Abdulaziz Al-Mutawa, a Kuwaiti lawyer, was arrested earlier this week in connection with the allegedly defamatory tweets.
The reports stated that the public prosecution had released the lawyer on bail of KD5,000 over defaming figures in the ruling family on Twitter, the Media Court’s Kuwaiti website.
Al-Mutawa recently tweeted about alleged corruption in Kuwait and chastised the country’s ruling family.
There was one more case in which the Kuwait government arrested eight individuals without any charge since November 4 and have interrogated all of them for several days without allowing them access to a lawyer, making their detention arbitrary.
According to three Kuwaiti human rights activists with direct knowledge of the case, Kuwaiti security forces detained Habib Ghadanfari, Jamal al-Shatti, Khaled al-Baghli, Adel Dashti, Jasem Dashti, Musa al-Masri, Anwar al-Hazim, and Jalal Jamal between November 4 and 6 without presenting warrants for their arrest.
The detainees were held in Kuwait’s Central Prison, awaiting a court hearing on December 15, when their lawyers expected them to be charged collectively.
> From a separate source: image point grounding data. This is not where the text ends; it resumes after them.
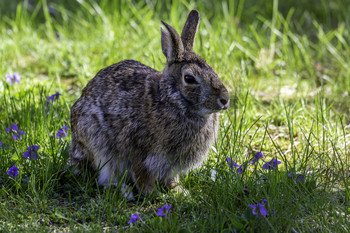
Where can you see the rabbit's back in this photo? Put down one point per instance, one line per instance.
(109, 116)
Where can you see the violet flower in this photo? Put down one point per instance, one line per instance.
(272, 164)
(258, 156)
(13, 78)
(53, 97)
(162, 211)
(16, 134)
(134, 218)
(13, 171)
(259, 209)
(233, 164)
(31, 153)
(62, 133)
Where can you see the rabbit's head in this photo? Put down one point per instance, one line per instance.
(188, 74)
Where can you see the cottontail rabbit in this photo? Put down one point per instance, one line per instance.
(144, 125)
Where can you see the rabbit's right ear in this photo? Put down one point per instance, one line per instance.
(190, 29)
(172, 46)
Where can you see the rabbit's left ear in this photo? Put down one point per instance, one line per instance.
(190, 29)
(172, 46)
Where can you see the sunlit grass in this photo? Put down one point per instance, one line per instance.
(288, 75)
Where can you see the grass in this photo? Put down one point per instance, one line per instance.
(287, 68)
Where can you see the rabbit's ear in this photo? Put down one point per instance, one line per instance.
(190, 29)
(172, 46)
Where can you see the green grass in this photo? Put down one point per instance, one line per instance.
(287, 68)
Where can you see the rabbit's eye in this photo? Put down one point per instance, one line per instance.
(189, 79)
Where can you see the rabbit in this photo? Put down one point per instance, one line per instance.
(140, 126)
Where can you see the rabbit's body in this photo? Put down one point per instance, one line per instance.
(148, 125)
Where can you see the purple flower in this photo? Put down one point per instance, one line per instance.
(16, 135)
(272, 164)
(13, 171)
(53, 97)
(299, 178)
(234, 164)
(13, 127)
(31, 153)
(134, 218)
(162, 211)
(259, 209)
(258, 156)
(62, 133)
(13, 78)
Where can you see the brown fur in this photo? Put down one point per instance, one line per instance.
(153, 125)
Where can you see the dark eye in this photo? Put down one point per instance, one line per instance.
(189, 79)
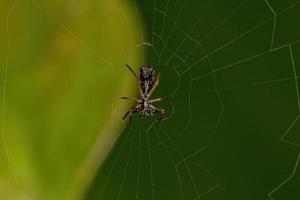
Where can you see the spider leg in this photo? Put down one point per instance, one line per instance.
(154, 86)
(130, 113)
(131, 98)
(157, 99)
(137, 78)
(160, 111)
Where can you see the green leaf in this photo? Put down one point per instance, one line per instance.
(62, 75)
(230, 70)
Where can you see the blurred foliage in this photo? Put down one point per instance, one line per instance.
(230, 70)
(62, 75)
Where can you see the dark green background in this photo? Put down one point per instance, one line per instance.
(230, 70)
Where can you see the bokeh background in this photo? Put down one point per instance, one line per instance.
(230, 72)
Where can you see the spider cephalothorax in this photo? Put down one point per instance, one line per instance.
(147, 82)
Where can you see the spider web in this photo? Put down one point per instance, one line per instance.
(230, 71)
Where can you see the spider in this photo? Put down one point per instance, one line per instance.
(147, 84)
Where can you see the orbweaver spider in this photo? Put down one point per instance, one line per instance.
(147, 84)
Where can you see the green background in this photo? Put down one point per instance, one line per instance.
(230, 70)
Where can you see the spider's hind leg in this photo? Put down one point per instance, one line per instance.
(130, 113)
(131, 98)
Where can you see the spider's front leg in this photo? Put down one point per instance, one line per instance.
(160, 111)
(130, 113)
(132, 98)
(155, 85)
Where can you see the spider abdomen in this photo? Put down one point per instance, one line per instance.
(147, 78)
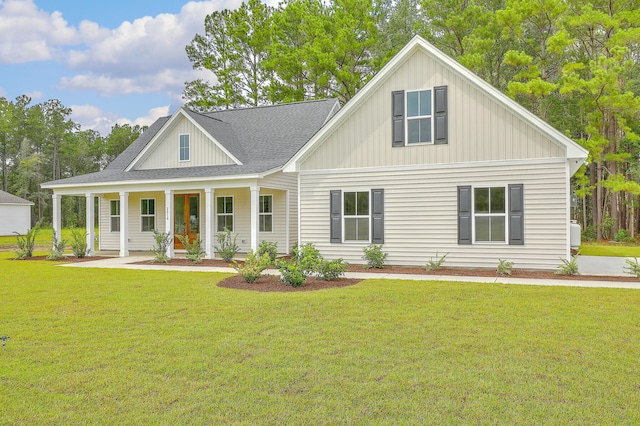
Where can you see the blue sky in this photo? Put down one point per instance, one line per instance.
(110, 61)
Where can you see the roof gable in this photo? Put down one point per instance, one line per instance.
(210, 143)
(7, 198)
(419, 64)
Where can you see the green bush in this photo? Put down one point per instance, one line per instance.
(58, 246)
(504, 267)
(435, 264)
(309, 257)
(227, 247)
(269, 248)
(161, 246)
(253, 266)
(568, 267)
(292, 273)
(195, 251)
(330, 270)
(79, 246)
(374, 256)
(27, 242)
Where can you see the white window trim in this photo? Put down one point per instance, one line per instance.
(474, 214)
(232, 214)
(417, 117)
(344, 217)
(113, 216)
(148, 215)
(265, 214)
(188, 148)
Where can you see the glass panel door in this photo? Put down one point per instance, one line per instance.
(187, 217)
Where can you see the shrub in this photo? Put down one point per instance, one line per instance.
(504, 267)
(195, 252)
(374, 256)
(309, 257)
(27, 242)
(435, 264)
(227, 247)
(57, 249)
(161, 246)
(292, 273)
(79, 243)
(590, 233)
(253, 266)
(633, 267)
(330, 270)
(269, 248)
(568, 267)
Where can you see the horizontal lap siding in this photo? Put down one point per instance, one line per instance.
(282, 182)
(421, 215)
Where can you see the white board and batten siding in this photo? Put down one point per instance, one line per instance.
(165, 154)
(420, 214)
(479, 129)
(15, 218)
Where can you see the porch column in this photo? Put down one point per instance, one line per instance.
(124, 224)
(255, 201)
(208, 222)
(91, 231)
(287, 231)
(168, 219)
(56, 216)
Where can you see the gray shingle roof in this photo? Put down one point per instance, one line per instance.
(6, 198)
(261, 138)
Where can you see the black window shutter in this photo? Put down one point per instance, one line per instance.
(336, 216)
(464, 215)
(516, 215)
(440, 115)
(397, 117)
(377, 216)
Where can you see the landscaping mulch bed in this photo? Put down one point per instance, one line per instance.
(273, 283)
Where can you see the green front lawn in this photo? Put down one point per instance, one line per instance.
(95, 346)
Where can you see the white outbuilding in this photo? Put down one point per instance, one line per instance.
(15, 214)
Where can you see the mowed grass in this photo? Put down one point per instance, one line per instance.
(95, 346)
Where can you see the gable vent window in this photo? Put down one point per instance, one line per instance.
(419, 117)
(184, 148)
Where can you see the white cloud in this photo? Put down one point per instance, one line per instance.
(92, 117)
(28, 34)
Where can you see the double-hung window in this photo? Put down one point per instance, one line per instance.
(266, 213)
(356, 216)
(184, 148)
(419, 128)
(225, 213)
(490, 214)
(148, 214)
(114, 215)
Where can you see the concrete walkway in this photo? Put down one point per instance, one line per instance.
(598, 265)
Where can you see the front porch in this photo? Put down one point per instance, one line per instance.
(127, 219)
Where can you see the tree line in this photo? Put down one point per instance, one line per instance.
(40, 143)
(572, 63)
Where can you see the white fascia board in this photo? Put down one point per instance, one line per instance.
(573, 150)
(164, 129)
(135, 185)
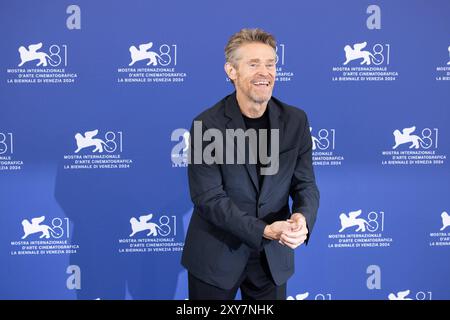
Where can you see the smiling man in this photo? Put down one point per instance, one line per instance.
(242, 232)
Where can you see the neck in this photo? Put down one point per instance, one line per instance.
(249, 108)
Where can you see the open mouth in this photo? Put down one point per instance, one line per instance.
(261, 83)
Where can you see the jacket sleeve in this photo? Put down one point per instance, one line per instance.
(304, 192)
(214, 205)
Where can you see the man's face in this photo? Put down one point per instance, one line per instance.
(254, 73)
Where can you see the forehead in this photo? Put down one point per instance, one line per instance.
(255, 51)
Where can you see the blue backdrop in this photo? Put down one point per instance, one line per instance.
(95, 97)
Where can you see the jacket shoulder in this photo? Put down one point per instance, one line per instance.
(290, 112)
(212, 112)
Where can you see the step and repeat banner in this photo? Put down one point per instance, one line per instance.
(95, 101)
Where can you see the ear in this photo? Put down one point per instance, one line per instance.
(230, 70)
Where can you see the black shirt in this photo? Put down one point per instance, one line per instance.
(257, 124)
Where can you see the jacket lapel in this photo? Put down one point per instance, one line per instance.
(233, 112)
(275, 123)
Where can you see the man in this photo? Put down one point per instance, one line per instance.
(242, 233)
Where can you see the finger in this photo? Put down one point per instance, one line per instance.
(296, 234)
(293, 241)
(288, 240)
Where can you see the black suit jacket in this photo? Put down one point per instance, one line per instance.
(231, 210)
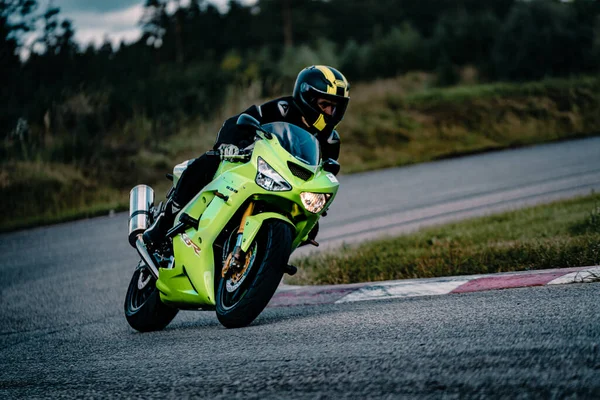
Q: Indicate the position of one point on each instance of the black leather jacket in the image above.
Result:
(282, 109)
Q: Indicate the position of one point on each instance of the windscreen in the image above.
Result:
(296, 141)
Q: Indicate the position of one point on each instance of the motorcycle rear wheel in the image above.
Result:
(144, 310)
(238, 307)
All of the detainees are over the age of 50, and at least two have serious health problems.
“The detention of these eight Kuwaitis without charge for more than a month is a clear violation of their right to a fair trial. They were not only denied access to lawyers during pre-trial detention and interrogations but they were also subjected to ill-treatment, despite the fact that many of them were suffering from serious health issues. Kuwait is failing to meet its obligation under international human rights law to ensure fair trial procedures and prohibit arbitrary detention,” said Lynn Maalouf, Amnesty International’s the Middle East and North Africa Deputy Director.